According to Economic Affairs Secretary Shaktikanta Das, the new series of ₹500 notes are named "Mahatma Gandhi series of bank notes", carrying a picture of Delhi's "Red Fort" at the back.
Reserve Bank of India Governor Urjit Patel said the decision to devalidate 500/1,000 currency notes was taken at an opportune moment as one can exchange the old notes with new ones.
The government on Tuesday had demonetised the Rs.500 and Rs.1,000 notes as part of its efforts to clamp down against black money, fake currency and terror financing.
For their immediate cash needs, these notes of value upto ₹ 4,000 per person can be exchanged for cash over the counter of these bank branches.
However, banks have already started issuing new currency notes of Rs 500 and Rs 2,000 denominations.
"All the banks (and) post offices will open additional counters and we have requested the banks to have extended hours for transactions.ample time will be available for the public (to exchange notes)", Das said. These are being replaced with new currency bills of Rs 500 and Rs 2,000.

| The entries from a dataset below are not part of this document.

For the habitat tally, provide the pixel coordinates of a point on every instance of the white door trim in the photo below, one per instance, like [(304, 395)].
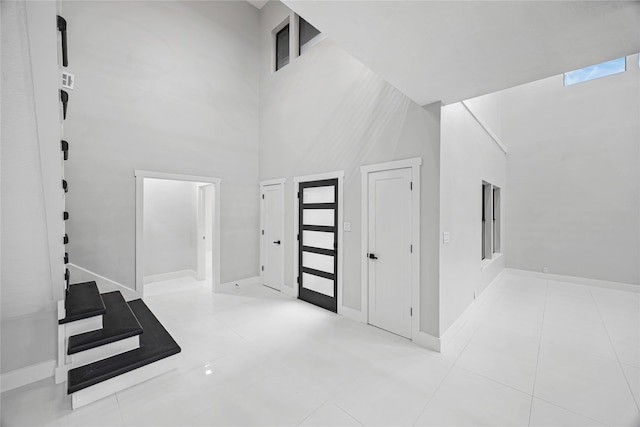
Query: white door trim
[(319, 177), (140, 176), (281, 182), (414, 164)]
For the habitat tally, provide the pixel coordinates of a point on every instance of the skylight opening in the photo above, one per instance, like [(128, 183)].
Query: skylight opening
[(596, 71)]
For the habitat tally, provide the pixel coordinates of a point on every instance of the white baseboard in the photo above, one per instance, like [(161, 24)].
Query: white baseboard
[(249, 281), (289, 291), (80, 275), (352, 314), (628, 287), (27, 375), (428, 341), (169, 276)]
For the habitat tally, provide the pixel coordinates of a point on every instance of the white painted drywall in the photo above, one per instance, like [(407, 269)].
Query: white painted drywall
[(208, 217), (574, 176), (468, 156), (170, 212), (31, 217), (324, 112), (166, 87)]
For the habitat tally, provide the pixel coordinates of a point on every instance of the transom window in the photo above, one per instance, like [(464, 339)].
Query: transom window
[(282, 47)]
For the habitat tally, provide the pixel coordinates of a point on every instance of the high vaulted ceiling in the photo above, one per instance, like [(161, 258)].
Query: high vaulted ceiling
[(454, 50)]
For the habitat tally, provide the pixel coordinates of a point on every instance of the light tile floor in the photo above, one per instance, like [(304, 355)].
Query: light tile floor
[(534, 352)]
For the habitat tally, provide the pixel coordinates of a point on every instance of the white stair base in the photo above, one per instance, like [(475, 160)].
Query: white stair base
[(65, 330), (104, 351), (121, 382)]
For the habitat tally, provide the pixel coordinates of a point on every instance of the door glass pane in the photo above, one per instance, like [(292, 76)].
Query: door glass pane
[(318, 194), (318, 217), (317, 239), (318, 284), (317, 262)]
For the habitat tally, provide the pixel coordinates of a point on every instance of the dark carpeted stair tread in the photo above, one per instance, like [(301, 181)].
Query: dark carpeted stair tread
[(118, 322), (83, 300), (155, 344)]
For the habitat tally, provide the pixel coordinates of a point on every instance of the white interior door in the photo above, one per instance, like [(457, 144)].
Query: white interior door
[(201, 235), (389, 250), (273, 236)]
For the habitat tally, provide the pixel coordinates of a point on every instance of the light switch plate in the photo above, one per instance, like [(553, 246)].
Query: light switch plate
[(68, 80)]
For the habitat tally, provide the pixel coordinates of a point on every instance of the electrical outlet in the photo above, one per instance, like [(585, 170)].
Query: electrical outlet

It appears that the ₹1,000 note, which was declared as scrapped by Prime Minister Narendra Modi just two days ago, will come back in a different avatar.
Old Rs 500 and Rs 1,000 notes can be used by people towards making payment for utility services like water and electricity till November 11 midnight, the Finance Ministry said on Thursday. When ready, they will be reactivated and cash drawals from ATM and other machines will be restricted to ₹ 2,000 per day.